I will say, though, that I while I think we were supposed to find Rand’s companions’ reactions to this news heartening (i.e. they’re still standing by him, etc.), I just found it kind of amusing. Oh, Rand’s crazy, is he? TELL US SOMETHING WE DIDN’T KNOW, GIRLFRIEND. Heh.

Ayako: The interesting thing is, I think we still haven’t found out what happens to the bondee in the Asha’man version of the Warder bond, have we? If we have, I certainly don’t remember it. I suspect we’re going to find out Real Soon Now, of course. And won’t that be fun.

Aaaand I also should at some point talk about Mat’s part of this chapter.

…Except I really don’t have a lot to say about it, honestly. It is basically eight pages of Mat being completely awesome and kicking military ass, and, well, there you are.

I loved loved loved the line about how the Band trusts Mat absolutely, because of course they do! He’s Mat Cauthon!

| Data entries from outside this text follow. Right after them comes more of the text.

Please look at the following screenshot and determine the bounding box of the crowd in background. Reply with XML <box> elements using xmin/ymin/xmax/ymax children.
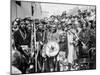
<box><xmin>11</xmin><ymin>9</ymin><xmax>96</xmax><ymax>72</ymax></box>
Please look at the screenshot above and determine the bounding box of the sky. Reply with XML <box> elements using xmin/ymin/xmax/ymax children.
<box><xmin>41</xmin><ymin>3</ymin><xmax>95</xmax><ymax>16</ymax></box>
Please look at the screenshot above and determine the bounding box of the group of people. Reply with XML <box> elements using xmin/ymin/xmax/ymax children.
<box><xmin>11</xmin><ymin>9</ymin><xmax>96</xmax><ymax>73</ymax></box>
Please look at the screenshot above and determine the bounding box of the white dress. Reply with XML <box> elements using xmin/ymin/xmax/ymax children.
<box><xmin>67</xmin><ymin>31</ymin><xmax>75</xmax><ymax>63</ymax></box>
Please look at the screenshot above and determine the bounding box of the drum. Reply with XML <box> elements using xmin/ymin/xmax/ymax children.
<box><xmin>43</xmin><ymin>41</ymin><xmax>59</xmax><ymax>57</ymax></box>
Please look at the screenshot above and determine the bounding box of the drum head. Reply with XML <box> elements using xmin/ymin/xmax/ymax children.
<box><xmin>46</xmin><ymin>41</ymin><xmax>59</xmax><ymax>57</ymax></box>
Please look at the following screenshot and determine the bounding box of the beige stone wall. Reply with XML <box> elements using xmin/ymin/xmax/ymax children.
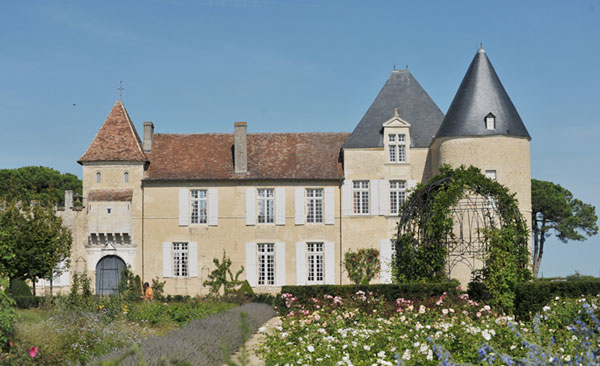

Even his ruthlessness in refusing aid to the wounded Seanchan was kind of terribly brilliant from a tactical point of view, if rather sobering in the abstract. I feel like I should be more appalled about his decision than I am, but honestly, in Mat’s position—grossly outnumbered, grossly outgunned (no fighting channelers), and trapped behind enemy lines—I really can’t say that I fault him for doing what he has to do to ensure his own side’s survival. This is why war sucks.

Tuon: Shut up, Tuon. I wish Teslyn had punched you in your slavery-condoning mouth. Just because you’re kind of hilarious with your push-me-pull-you kissing tactics is no excuse!

…Though okay, her line about a lion having no mercy was pretty cool. Because it was about Mat. Who, as I may have mentioned, is awesome. The End.

No, really, The End! So, bye, Rand! Sorry about the maiming! See you when your downward spiral hits Mach 2 in TGS, argh! Y’all wave now, hear? Bye!